Cardiovascular examination usually comprises the following: evaluation of the carotid arterial pulse and jugular venous pulse; auscultation for bruits; auscultation of venous hums, precordial impulses, and palpation of heart sounds and murmurs; auscultation of the heart sounds; and evaluation of the peripheral arterial and venous system.² Auscultation of the heart sounds is the foundation upon which a physician can diagnose CVD and provide cost-effective means for additional tests. Auscultation represents recognition of mechanical vibration from the body surface at the frequency range of sound (20–20,000 Hz).³ Vibrations below this frequency range are defined as “infrasonic” and are usually appreciated as thrusts, heaves, and arterial or venous pulsations.

In the modern world, several modalities are used in addition to the clinical examination in evaluation of CVD. An electrocardiogram (ECG) is an inexpensive and noninvasive test that can assist in recognition of arrhythmias and acute coronary syndromes and can be used as a screening tool for CVD.⁴ Other modalities include the echocardiogram, cardiac magnetic resonance imaging (CMRI), and computed tomography (CT). Echocardiography uses reflected ultrasound waves to give information regarding cardiac hemodynamics, function, and structure. It is a powerful tool that is generally used in addition to ECG and chest X-ray for initial CVD assessment.⁵ CMRI uses magnetic resonance imaging to provide clear delineation of the cardiac anatomy, provides a detailed myocardial tissue analysis that aids in diagnosis of specific cardiomyopathies, provides myocardial viability data, and can assist in evaluation of cardiac function.⁶ CT uses X-rays in the acquisition of data with high spatial resolution. Cardiac CT today can be used to assess atherosclerosis in coronary artery disease, compute a calcium score, evaluate the cardiopulmonary vasculature, and evaluate valves.⁷ However, despite advances in these imaging modalities, each technique requires a technician trained to perform these tests and an experienced operator who can interpret the findings accurately. In addition, these machines are usually only available in large institutions, leaving many underserved areas without such advanced technology to aid in diagnosis and treatment of CVD.¹ Thus, it is imperative for a physician to develop clinical acuity as well as employ easily available tools such as a stethoscope for a timely diagnosis and treatment of CVD.

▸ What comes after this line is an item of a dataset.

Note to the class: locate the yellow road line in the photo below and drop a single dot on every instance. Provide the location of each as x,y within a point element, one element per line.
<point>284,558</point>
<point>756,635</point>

The conventional stethoscope

The stethoscope is an acoustic device that transmits the sounds from the chest piece through an air-filled hollow tube to the listener’s ears. The French physician René Laennec first invented it in the 1800s. The design was modest and consisted of a hollow wooden tube that was monaural. Around the same time period, a British physician, Golding Bird, described his version of the stethoscope that comprised flexible tubing that was also monaural. Later, an Irish physician, Arthur Leared, advanced the design and a binaural stethoscope emerged.⁸ The binaural stethoscope has evolved tremendously since then; however, the concept remains the same. The current acoustic binaural stethoscope consists of a hollow tube attached to a chest piece consisting of a wider-based diaphragm and a smaller hollow bell. The diaphragm will transmit higher frequency sounds, whereas the bell will transmit lower-frequency sounds. Thus, the acoustic stethoscope will attenuate sound transmission proportional to the frequency created by the heart sounds. Due to the variation in sensitivity of a human ear, some sounds may not be heard due to low frequency, such as below 50 Hz. This limitation of the acoustic stethoscope has led to the emergence of an electronic device that is far more sophisticated than the original conventional stethoscope (Figure 1).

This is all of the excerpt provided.